De bepalingen van dit besluit, uitgezonderd artikel 9bis , tweede tot vierde lid, zijn echter niet van toepassing op :
1° de gedematerialiseerde effecten bedoeld in de wet van 2 januari 1991 betreffende de markt van de effecten van de overheidsschuld en het monetair beleidsinstrumentarium;
2° de thesauriebewijzen en de depositobewijzen uitgegeven in de vorm van gedematerialiseerde effecten bedoeld in de wet van 22 juli 1991 betreffende de thesauriebewijzen en de depositobewijzen;
3° de gedematerialiseerde effecten bedoeld in het Wetboek van vennootschappen.
In de volgende bepalingen van dit besluit, moet men onder de term "financiële instrumenten" de effecten begrijpen, zoals bepaald in het eerste en tweede lid, die op een vervangbare basis overeenkomstig dit besluit bij de vereffeningsinstelling of de aangesloten leden ervan worden gedeponeerd, met inbegrip van het recht van mede-eigendom, van onlichamelijke aard, dat door zulk deposito in vervangbaarheid in hoofde van de gezamenlijke deponenten wordt gevestigd op de universaliteit van effecten van dezelfde aard die bij de vereffeningsinstelling of de aangesloten leden ervan zijn gedeponeerd.
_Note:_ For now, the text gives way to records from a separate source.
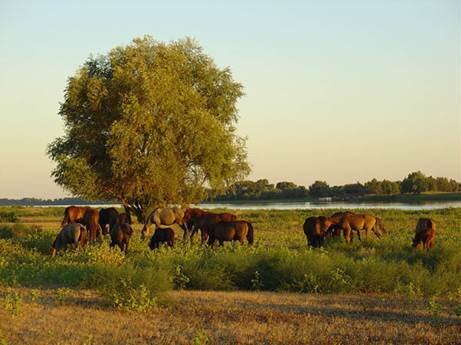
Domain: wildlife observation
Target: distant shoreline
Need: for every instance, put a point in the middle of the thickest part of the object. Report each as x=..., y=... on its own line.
x=399, y=198
x=396, y=198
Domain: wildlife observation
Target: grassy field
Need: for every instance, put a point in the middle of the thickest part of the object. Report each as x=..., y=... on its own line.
x=277, y=291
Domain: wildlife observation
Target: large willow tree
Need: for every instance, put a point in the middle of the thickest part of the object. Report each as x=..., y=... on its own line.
x=149, y=124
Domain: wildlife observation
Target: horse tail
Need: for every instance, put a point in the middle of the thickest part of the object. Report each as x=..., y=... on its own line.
x=65, y=220
x=250, y=234
x=378, y=228
x=430, y=224
x=149, y=217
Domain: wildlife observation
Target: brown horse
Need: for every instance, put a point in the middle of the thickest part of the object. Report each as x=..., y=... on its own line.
x=190, y=219
x=335, y=230
x=231, y=231
x=315, y=229
x=207, y=220
x=74, y=233
x=85, y=215
x=424, y=234
x=124, y=218
x=120, y=235
x=163, y=217
x=351, y=221
x=74, y=214
x=162, y=235
x=107, y=219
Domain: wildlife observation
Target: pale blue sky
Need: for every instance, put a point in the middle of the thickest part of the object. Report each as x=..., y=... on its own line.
x=341, y=91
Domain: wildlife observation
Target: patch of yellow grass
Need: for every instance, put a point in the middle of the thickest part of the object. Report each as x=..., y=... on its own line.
x=228, y=318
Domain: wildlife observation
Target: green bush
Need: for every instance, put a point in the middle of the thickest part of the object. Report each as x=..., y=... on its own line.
x=8, y=216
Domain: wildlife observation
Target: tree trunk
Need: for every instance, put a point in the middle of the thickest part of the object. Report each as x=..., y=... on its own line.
x=138, y=210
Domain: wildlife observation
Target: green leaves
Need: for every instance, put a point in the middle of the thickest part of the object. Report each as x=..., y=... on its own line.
x=149, y=123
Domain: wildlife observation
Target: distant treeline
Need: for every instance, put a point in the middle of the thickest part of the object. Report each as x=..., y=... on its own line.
x=47, y=202
x=414, y=183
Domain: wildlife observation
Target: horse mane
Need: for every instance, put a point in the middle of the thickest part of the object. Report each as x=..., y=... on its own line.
x=150, y=215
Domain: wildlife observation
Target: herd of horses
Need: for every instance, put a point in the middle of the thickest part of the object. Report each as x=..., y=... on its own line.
x=82, y=225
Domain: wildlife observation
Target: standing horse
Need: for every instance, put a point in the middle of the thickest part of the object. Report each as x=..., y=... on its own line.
x=107, y=219
x=120, y=234
x=163, y=217
x=351, y=221
x=207, y=220
x=85, y=215
x=74, y=214
x=315, y=229
x=231, y=231
x=424, y=234
x=73, y=233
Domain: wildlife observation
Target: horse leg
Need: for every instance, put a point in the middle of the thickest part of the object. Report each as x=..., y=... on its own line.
x=348, y=234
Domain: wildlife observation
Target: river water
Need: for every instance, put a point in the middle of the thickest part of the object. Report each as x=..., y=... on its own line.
x=313, y=205
x=333, y=205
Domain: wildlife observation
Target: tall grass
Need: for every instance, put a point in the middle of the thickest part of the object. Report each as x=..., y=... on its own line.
x=279, y=261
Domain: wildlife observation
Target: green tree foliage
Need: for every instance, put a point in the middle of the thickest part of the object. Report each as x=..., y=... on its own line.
x=319, y=189
x=149, y=123
x=415, y=182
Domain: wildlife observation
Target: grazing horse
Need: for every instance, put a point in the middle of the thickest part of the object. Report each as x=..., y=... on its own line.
x=91, y=221
x=315, y=229
x=163, y=217
x=190, y=219
x=231, y=231
x=424, y=234
x=120, y=235
x=162, y=235
x=207, y=220
x=351, y=221
x=85, y=215
x=124, y=218
x=73, y=233
x=74, y=214
x=107, y=219
x=335, y=230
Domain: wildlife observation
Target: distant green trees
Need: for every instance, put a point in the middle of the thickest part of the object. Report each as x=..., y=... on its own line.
x=414, y=183
x=263, y=190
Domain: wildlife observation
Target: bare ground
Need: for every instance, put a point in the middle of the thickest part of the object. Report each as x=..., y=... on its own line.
x=198, y=317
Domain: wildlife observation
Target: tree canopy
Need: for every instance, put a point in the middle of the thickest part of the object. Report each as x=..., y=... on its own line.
x=147, y=124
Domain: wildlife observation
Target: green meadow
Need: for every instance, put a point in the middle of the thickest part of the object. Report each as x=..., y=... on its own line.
x=427, y=282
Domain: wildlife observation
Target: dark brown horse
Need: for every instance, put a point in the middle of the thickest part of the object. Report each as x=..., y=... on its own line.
x=74, y=214
x=190, y=219
x=161, y=235
x=230, y=231
x=351, y=221
x=424, y=234
x=124, y=218
x=335, y=230
x=107, y=219
x=207, y=220
x=120, y=235
x=315, y=229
Art.2. De (vereffeningsinstelling) is depositaris, uitsluitend voor rekening van de aangesloten leden, van effecten die bij hem door deze laatsten in het stelsel der rekeningen-courant werden gestort. <W 1998-07-15/38, art. 8, 005; Inwerkingtreding : 04-09-2002>
(Lid 2 opgeheven) <W 2002-08-02/64, art. 133, 007; Inwerkingtreding : 04-09-2002>
(Lid 3 opgeheven) <W 2002-08-02/64, art. 133, 007; Inwerkingtreding : 04-09-2002>
Art. 2bis. <Ingevoegd bij W 1998-07-15/38, art. 10; Inwerkingtreding : 04-09-2002> De vereffeningsinstelling en haar aangesloten leden kunnen, onder de voorwaarden die in hun transactiereglementen zijn gesteld, de financiële instrumenten, die bij hen gestort werden in het stelsel van de rekeningen-courant, in bewaring geven bij andere depositarissen in België of in het buitenland door middel van storting op rekening of op een andere wijze. Deze bewaargeving doet niets af aan de toepassing van dit besluit.
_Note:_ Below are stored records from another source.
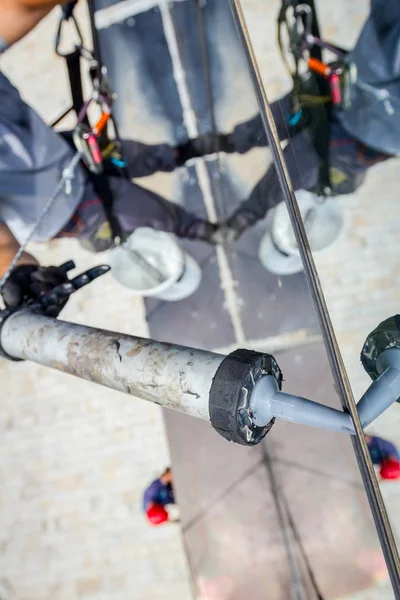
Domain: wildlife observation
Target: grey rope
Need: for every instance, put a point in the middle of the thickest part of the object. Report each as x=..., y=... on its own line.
x=65, y=180
x=371, y=485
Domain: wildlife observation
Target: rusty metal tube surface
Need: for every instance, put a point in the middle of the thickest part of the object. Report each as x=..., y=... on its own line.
x=173, y=376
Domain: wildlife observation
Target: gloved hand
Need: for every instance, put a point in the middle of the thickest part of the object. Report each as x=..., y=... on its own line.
x=30, y=282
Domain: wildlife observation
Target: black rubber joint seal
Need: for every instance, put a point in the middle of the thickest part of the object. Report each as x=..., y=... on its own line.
x=231, y=391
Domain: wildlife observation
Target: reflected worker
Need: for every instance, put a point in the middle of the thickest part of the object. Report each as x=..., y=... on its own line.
x=358, y=137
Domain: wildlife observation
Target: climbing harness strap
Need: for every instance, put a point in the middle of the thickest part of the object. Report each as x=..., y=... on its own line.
x=318, y=88
x=341, y=380
x=90, y=141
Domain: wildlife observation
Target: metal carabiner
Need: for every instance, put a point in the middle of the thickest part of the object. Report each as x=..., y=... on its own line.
x=66, y=17
x=87, y=144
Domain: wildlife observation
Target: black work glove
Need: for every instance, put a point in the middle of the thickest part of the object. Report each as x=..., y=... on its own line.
x=27, y=283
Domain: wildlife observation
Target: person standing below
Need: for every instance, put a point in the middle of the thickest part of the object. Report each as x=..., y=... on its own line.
x=385, y=455
x=158, y=496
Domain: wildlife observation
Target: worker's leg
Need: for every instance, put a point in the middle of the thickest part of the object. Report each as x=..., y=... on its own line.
x=135, y=207
x=144, y=159
x=303, y=166
x=251, y=134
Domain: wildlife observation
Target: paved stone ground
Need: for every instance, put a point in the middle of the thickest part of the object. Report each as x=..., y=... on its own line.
x=76, y=457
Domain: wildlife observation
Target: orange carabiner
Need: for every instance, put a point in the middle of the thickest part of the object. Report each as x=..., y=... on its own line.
x=319, y=67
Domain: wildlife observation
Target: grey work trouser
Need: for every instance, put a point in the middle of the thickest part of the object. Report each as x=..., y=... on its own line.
x=134, y=205
x=348, y=158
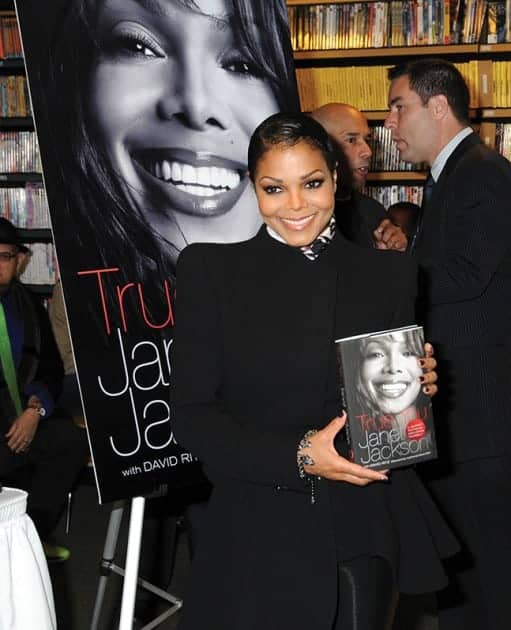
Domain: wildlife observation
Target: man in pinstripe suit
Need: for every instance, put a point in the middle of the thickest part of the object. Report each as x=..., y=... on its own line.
x=464, y=249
Art.3. Onder voorbehoud van de hiernavolgende bepalingen hebben de aangesloten leden en hun deponenten dezelfde rechten als wanneer de effecten neergelegd in het stelsel der rekeningen-courant bij de (vereffeningsinstelling) in de kassen van de aangesloten leden gebleven waren. <W 1998-07-15/38, art. 8, 005; Inwerkingtreding : 04-09-2002>
Art.4. De bij de (vereffeningsinstelling) in het stelsel der rekeningen-courant gestorte effecten zijn vervangbaar. <W 1998-07-15/38, art. 8, 005; Inwerkingtreding : 04-09-2002>
(Onverminderd artikel 4, eerste lid, van de wet van 14 december 2005 houdende afschaffing van de effecten aan toonder, heeft de vereffeningsinstelling) heeft het recht aan zijn aangesloten leden gelijke maar anders genummerde effecten aan toonder terug te geven. Dit geldt eveneens voor leden ten opzichte van hun deponenten van vervangbare effecten. <KB 2007-04-26/88, art. 6, 009; Inwerkingtreding : 01-01-2008>
De overschrijving van rekening naar rekening van vervangbare effecten geeft geen aanleiding tot opgave van de nummers noch door de (vereffeningsinstelling) noch door de leden. <W 1998-07-15/38, art. 8, 005; Inwerkingtreding : 04-09-2002>
De wisselagenten en bankiers zijn ervan ontslagen de nummers van de vervangbare effecten, met de verhandeling waarvan ze belast zijn, in te schrijven in hun boeken.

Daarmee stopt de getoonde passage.